At this year’s International Semantic Web Conference ISWC 2011, Manchester will be heavily present with 4 papers in the research track, of which 2 focus on justifications.

In the first one, which we presented in similar form at DL, we discuss our user study on the cognitive complexity of OWL justifications. It is quite interesting that, despite the fairly large body of work on explanation for entailments, there have only been few attempts at analysing the effectiveness of explanation approaches with regard to how understandable they are to the average OWL user. Starting with fine-grain justifications (Kalyanpur, Parsia, Cuenca-Grau, DL 2006) which were then defined formally as laconic & precise justifications (Horridge, Parsia, Sattler, ISWC 2008 – won best paper award at the conference), there has been a line of research dealing with making justifications easier to understand by removing superfluous parts (i.e. parts of the axioms in the justification that are not necessary for the entailment to hold). The notion of (non-)laconicity is based on the assumption that superfluous parts distract the user and therefore make it harder to understand why the entailment holds – which, intuitively, seems sound. Moving away from distracting parts only, we want to have a general picture of how easy or difficult justifications are to understand, and why. These ideas are captured in a complexity model (again, Horridge, Parsia, Sattler) which considers certain properties of a justification and the respective entailment, and gives us a score for the cognitive complexity, or hardness of the justification. The considerations behind this model, issues related with cognitive issues, and the validation of the model are discussed in the paper “The Cognitive Complexity of OWL Justifications”, which we’re presenting at ISWC in October.

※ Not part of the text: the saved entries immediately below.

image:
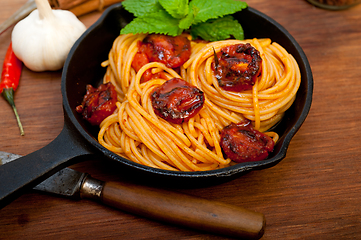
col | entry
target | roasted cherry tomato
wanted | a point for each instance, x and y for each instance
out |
(177, 100)
(242, 143)
(172, 51)
(237, 67)
(98, 103)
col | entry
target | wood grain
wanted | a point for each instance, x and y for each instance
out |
(314, 193)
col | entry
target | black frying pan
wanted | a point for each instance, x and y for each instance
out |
(77, 141)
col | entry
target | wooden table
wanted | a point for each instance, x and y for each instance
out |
(314, 193)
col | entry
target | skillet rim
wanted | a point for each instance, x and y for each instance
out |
(224, 172)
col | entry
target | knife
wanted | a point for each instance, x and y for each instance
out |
(158, 204)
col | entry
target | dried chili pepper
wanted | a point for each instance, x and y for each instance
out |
(10, 77)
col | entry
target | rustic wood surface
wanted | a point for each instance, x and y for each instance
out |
(314, 193)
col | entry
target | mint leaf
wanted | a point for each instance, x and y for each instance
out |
(176, 8)
(186, 22)
(219, 29)
(158, 22)
(141, 8)
(212, 9)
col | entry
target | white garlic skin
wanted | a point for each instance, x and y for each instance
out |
(43, 44)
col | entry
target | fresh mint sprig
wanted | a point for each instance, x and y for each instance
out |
(210, 20)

The second paper is part of my own PhD research and deals with “The justificatory structure of the NCBO BioPortal Ontologies”. Again, this is a topic which has hardly been touched yet by other researchers who deal with explanation in the form of minimal entailing subsets (i.e. MinAs, MUPS  – if for unsatisfiable classes, justifications… maybe we should simply call them MEHs – minimal entailment-having subsets?). While we generally focus on a) finding efficient mechanisms for computing all MEHs, errmm, justifications, or b) analysing the cognitive complexity of individual justifications, there is only a small body of work that looks at multiple justifications. This seems an obvious step, since we know that considering individual justifications for an entailment in isolation does not give us the full picture of why an entailment holds in an ontology. The consequences can be only partial understanding, ineffectual repair attempts, or over-repair (removing or modifying more than necessary). Further, we even know that those multiple justification have relations between them, as they can share axioms, entail each other, be subsets of one another (if we consider justifications for multiple entailments), etc.  To which degree multiple justifications occur in an ontology, and what relations there are between them, can tell us more about the ontology than the simple metrics we see in ontology editors – in the paper I call it ‘making implicit structure explicit’. An analysis of the prevalence of multiple justifications and their relations in a set of BioPortal ontologies is the focus of the paper, which, again, will be turned into a talk at ISWC.

And, in a amusing move, we have had the research track session which contains the two talks named after us: The ISWC organisers decided to call it “MANCHustifications”. You know where you can find us.